I was once an apprentice. Intrigued – or duped – by the attractive prospect of skipping university and heading straight into work, I decided that the new apprenticeship schemes I had heard about in the media would be worth a try. So, I made some applications and ended up working for two years at one of the big four accountancy firms under an approved apprenticeship training contract. At the end of the contract, however, I was ready to resign and head to university as originally planned, and here’s why.
First, companies can easily take advantage of apprenticeship schemes. In the school-leaver apprenticeship scheme that I joined, while most of us were – as would be expected – people who had just left school, perhaps a quarter to a third had applied in their mid-twenties, after having finished a university degree and worked elsewhere.
These people were not “school leavers” in any meaningful sense of the word. Indeed, the school-leaver apprenticeship scheme was simply a backdoor for graduates to get into top firms without having to jump through as many hoops in their application, and a back door for employers to get apprenticeship subsidies by paying some graduates smaller salaries than others for doing the same work.
Second, it’s questionable whether employers actually value apprentices, or whether they are just taking them on to avoid financial penalties. A recent Open University report surveying 750 SME leaders found that only one in five would agree that “apprentices are more engaged than other members of staff”, and only one in six would agree that “apprentices are more productive than other members of staff”.

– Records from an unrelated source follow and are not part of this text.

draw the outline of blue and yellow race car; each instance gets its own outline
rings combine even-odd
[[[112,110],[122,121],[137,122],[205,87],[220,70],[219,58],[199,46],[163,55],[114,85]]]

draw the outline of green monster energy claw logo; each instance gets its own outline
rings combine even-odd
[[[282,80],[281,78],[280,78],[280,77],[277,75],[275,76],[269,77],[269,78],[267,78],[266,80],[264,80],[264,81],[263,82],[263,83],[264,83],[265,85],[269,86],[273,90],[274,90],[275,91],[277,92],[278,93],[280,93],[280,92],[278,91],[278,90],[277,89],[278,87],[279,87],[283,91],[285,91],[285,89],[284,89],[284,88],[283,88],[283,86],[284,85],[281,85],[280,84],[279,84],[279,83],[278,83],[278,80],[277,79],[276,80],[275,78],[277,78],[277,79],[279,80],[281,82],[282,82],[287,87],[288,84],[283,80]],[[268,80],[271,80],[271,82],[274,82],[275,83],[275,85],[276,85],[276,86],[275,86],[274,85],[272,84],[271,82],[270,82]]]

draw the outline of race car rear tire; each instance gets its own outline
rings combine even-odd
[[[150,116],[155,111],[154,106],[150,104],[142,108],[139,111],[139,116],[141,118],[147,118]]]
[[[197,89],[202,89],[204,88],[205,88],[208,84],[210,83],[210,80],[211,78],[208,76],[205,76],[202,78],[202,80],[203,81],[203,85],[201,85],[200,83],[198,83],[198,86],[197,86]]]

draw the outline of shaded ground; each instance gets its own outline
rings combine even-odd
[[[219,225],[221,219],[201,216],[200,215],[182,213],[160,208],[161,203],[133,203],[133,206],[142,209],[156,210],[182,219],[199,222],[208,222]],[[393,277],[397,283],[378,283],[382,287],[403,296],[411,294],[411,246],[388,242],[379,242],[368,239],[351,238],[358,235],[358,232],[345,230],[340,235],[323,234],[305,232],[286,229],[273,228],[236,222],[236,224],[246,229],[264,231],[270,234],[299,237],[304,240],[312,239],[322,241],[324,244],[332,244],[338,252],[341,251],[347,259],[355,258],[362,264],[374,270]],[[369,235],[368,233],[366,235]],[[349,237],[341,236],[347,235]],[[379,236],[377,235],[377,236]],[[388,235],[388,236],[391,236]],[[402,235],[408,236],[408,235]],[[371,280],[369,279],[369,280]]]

There remains a stigma associated with deciding to join an apprenticeship scheme. As a school leaver, I often felt that my superiors assumed me to be much less intelligent than many of my graduate counterparts, simply for choosing not to go to university. I was serially patronised during my two years and my views were not taken half as seriously as those of graduates. When I once told my manager I felt that one of my superiors was not treating me fairly, I was told that “I’m not at school anymore” and that it was not appropriate for me to report these concerns. I was treated like a pupil reporting a classmate to the teacher; no-one likes a snitch.

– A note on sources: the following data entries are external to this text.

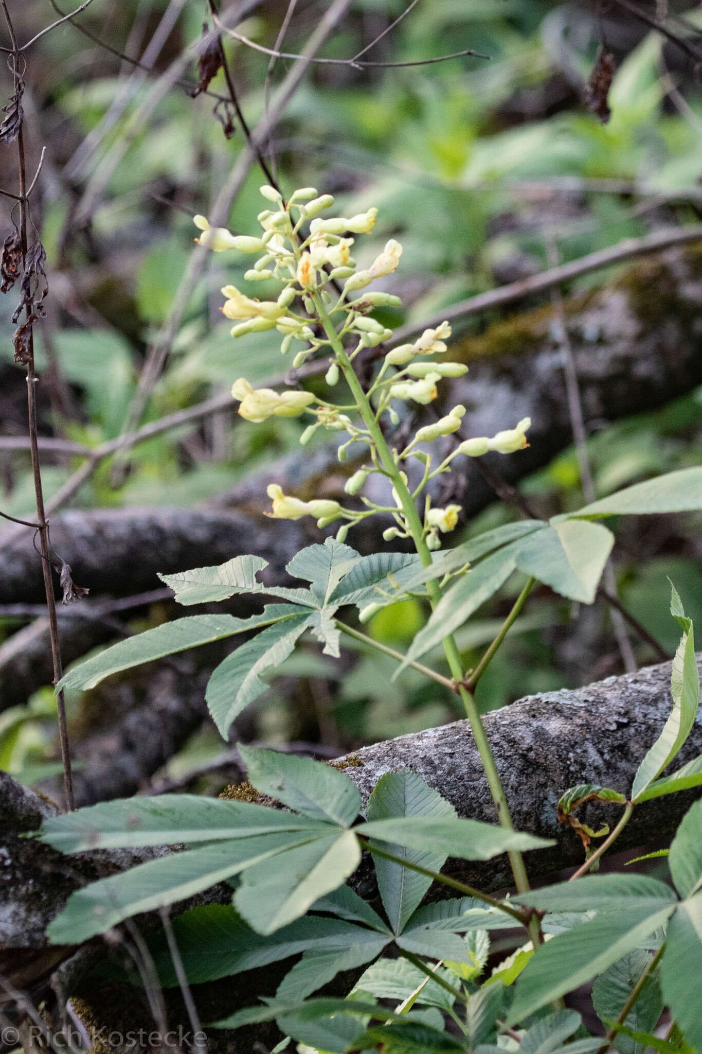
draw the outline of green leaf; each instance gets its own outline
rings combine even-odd
[[[455,984],[447,970],[438,970],[437,974]],[[421,992],[413,1000],[425,1007],[438,1007],[445,1010],[454,1006],[454,997],[436,981],[429,980],[425,973],[407,959],[379,959],[359,977],[355,991],[369,992],[376,999],[394,999],[405,1002],[418,988]]]
[[[562,597],[591,604],[615,536],[600,524],[565,520],[530,534],[517,553],[517,567]]]
[[[361,823],[354,831],[382,842],[395,842],[408,848],[441,853],[462,860],[489,860],[509,850],[540,850],[554,842],[518,831],[482,823],[480,820],[434,819],[429,816],[376,820]]]
[[[361,560],[349,545],[327,538],[324,545],[308,545],[293,557],[285,570],[296,579],[312,583],[312,591],[320,604],[328,602],[339,582]]]
[[[700,704],[700,675],[695,657],[693,622],[686,619],[675,586],[671,586],[670,613],[683,629],[683,637],[673,660],[670,691],[673,709],[663,731],[639,765],[634,778],[631,800],[639,796],[670,764],[693,730]]]
[[[400,816],[456,817],[456,809],[424,780],[403,769],[381,776],[368,798],[367,818],[386,820]],[[387,845],[387,851],[429,871],[441,871],[446,854],[410,850],[403,845]],[[378,889],[385,914],[395,933],[401,933],[407,919],[419,905],[432,884],[432,879],[409,871],[390,860],[375,857]]]
[[[286,853],[281,867],[270,867],[264,861],[244,872],[235,905],[257,933],[273,933],[345,882],[360,860],[361,850],[353,832],[318,838]]]
[[[465,1052],[463,1043],[447,1032],[439,1032],[421,1021],[398,1021],[368,1029],[354,1040],[357,1050],[372,1048],[383,1054],[455,1054]],[[362,1045],[362,1047],[359,1046]]]
[[[337,607],[323,607],[319,611],[315,611],[309,618],[309,630],[312,636],[319,641],[320,644],[324,645],[323,653],[325,656],[334,656],[338,659],[341,655],[341,648],[339,645],[339,639],[341,637],[341,631],[337,629],[334,617],[337,613]]]
[[[315,820],[332,820],[347,827],[361,808],[353,780],[338,768],[310,758],[296,758],[258,746],[239,747],[257,790]],[[322,896],[320,893],[319,896]]]
[[[594,881],[597,877],[580,881]],[[553,999],[591,980],[662,925],[674,911],[675,904],[661,909],[660,901],[654,898],[647,905],[620,903],[617,910],[602,912],[590,922],[553,937],[538,949],[519,977],[507,1024],[516,1024]]]
[[[504,585],[517,567],[519,542],[498,549],[472,567],[448,589],[432,612],[429,621],[417,633],[407,652],[407,660],[419,659],[429,648],[440,644],[444,637],[462,626],[481,604]],[[404,668],[403,664],[400,669]]]
[[[664,776],[661,780],[654,780],[645,790],[642,790],[637,798],[637,802],[649,801],[651,798],[660,798],[665,794],[677,794],[678,790],[690,790],[702,783],[702,754],[688,761],[686,765],[679,768],[669,776]],[[629,863],[631,861],[628,861]]]
[[[356,970],[377,959],[389,938],[376,935],[374,940],[350,944],[345,949],[305,952],[278,985],[276,999],[305,999],[323,984],[334,980],[342,970]]]
[[[685,813],[668,857],[675,887],[684,899],[702,886],[702,799]]]
[[[37,838],[61,853],[213,842],[279,831],[328,832],[306,817],[197,795],[120,798],[44,820]]]
[[[702,896],[680,905],[668,923],[661,960],[661,987],[670,1016],[686,1041],[702,1050]]]
[[[646,907],[651,912],[675,904],[669,885],[647,875],[586,875],[571,882],[558,882],[542,890],[514,894],[513,899],[547,912],[578,912],[603,907]]]
[[[329,593],[328,603],[392,604],[404,597],[404,582],[421,566],[419,557],[408,552],[373,552],[354,564]]]
[[[363,926],[315,915],[263,937],[230,904],[193,907],[173,920],[173,930],[187,979],[193,984],[265,967],[300,952],[339,955],[352,945],[375,949],[383,939]],[[388,940],[389,934],[384,939]],[[151,951],[161,983],[167,988],[178,984],[173,956],[162,935],[152,940]]]
[[[653,955],[643,949],[635,948],[626,955],[600,974],[593,985],[593,1006],[600,1020],[616,1021],[643,973],[648,969]],[[624,1024],[636,1032],[653,1032],[663,1013],[663,996],[658,978],[651,978],[645,983],[627,1015]],[[629,1036],[621,1033],[615,1037],[615,1047],[620,1054],[644,1054],[645,1048]]]
[[[290,605],[285,605],[289,607]],[[298,612],[299,608],[293,608]],[[205,702],[220,734],[226,739],[229,726],[244,706],[268,687],[261,674],[279,666],[295,649],[298,638],[310,624],[309,614],[293,614],[268,626],[223,659],[213,670],[205,689]]]
[[[309,839],[303,832],[256,835],[148,860],[72,893],[46,933],[54,944],[79,944],[131,915],[184,900]]]
[[[309,589],[288,589],[285,586],[268,586],[258,582],[256,575],[267,566],[268,561],[262,557],[234,557],[225,564],[194,567],[189,571],[178,571],[177,574],[159,574],[159,578],[173,589],[179,604],[207,604],[226,600],[235,593],[253,592],[268,593],[294,604],[317,607],[317,599]]]
[[[270,604],[261,614],[253,614],[248,619],[236,619],[232,614],[192,614],[186,619],[164,622],[154,629],[119,641],[99,655],[93,656],[92,659],[74,666],[59,682],[57,690],[65,688],[67,691],[75,691],[94,688],[111,674],[129,669],[131,666],[153,662],[155,659],[184,651],[185,648],[194,648],[200,644],[221,641],[225,637],[234,637],[235,633],[288,619],[297,613],[298,608],[289,604]]]
[[[626,487],[616,494],[593,502],[568,516],[591,518],[649,515],[659,512],[690,512],[702,509],[702,468],[683,468],[656,480]]]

Third, apprenticeships are failing to prepare young people for a good career. Unlike graduates, who are able to move between high-skilled jobs with relative ease, apprentices in graduate-dominated industries lack the qualifications to have the same level of labour mobility (recruitment agencies in the City will not give you a call if they know you are, or were, an apprentice).
Promotion opportunities in the workplace are also harder to come by. My graduate colleagues at work were promoted at a much faster rate than I was, and I was not aware of a single managerial position in my team or elsewhere that was occupied by an apprentice recruit. Apprentices do the same work as graduates, but they get paid less, receive fewer promotions, and they can’t leave. This is hardly setting young people up for a life of prosperity.
Fourth, the apprenticeship regime is inflexible. The Manufacturers Association (EEF) reports that “there are a myriad of funding rules and contracts restricting on what, on who and when funds can be spent”. This level of inflexibility is highly unsuited to a fast-changing world, and the dynamic, adaptable workforce which must come with it. Yet companies who opt for anything other than a qualifying apprenticeship are financially penalised for not falling in line with levy relief requirements.
Fifth, the quality of apprentice training is diluted to meet the levy requirement that at least 20 per cent of apprentice time is spent off the job. My training contract required that I spend one day a month away from work writing essays on being in the workplace, which included a two-thousand word essay on “how to organise a meeting”, one on “how to work within a team”, and one on “how to meet project deadlines”, all of which was a complete waste of time (if you don’t know how to organise a meeting, should you really be working in a professional environment?). But I doubt that this is a unique case: there are probably hundreds of thousands of apprentices across the UK needlessly wasting time on pointless essays just so their employers can sign off on their apprentice levy exemptions.
Now, there are plenty of industries – manufacturing is perhaps the best example – in which the training of apprentices is highly pertinent for the development of the requisite skills for the job. But it is precisely these industries that have seen apprentice numbers falling – all thanks to the levy. Data published earlier this month suggested that quarterly apprentice starts have fallen, not risen, since the introduction of the apprenticeship levy. And the EEF reports that “there were instances where manufacturers were prepared to increase the number of apprenticeships they offered, but instead have either not done so, or had to delay or cancel those apprenticeships specifically because of the apprenticeship levy”.
Aside from manufacturing, the apprenticeship levy – being the blunt educational tool that it is – creates apprentices where they are not needed and where they shouldn’t exist. And that’s not just bad for businesses, it’s bad for the apprentices, who are shoe-horned into low-paid jobs with little to no prospects.
Frankly, the government should stop forcing large corporations to provide the necessary skills to young people that the state education system has failed to deliver. Instead, it should focus on building an education programme fit for the 21st century, in which all young people are educated to a high enough standard that they don’t subsequently spend years writing essays on “how to organise a meeting”.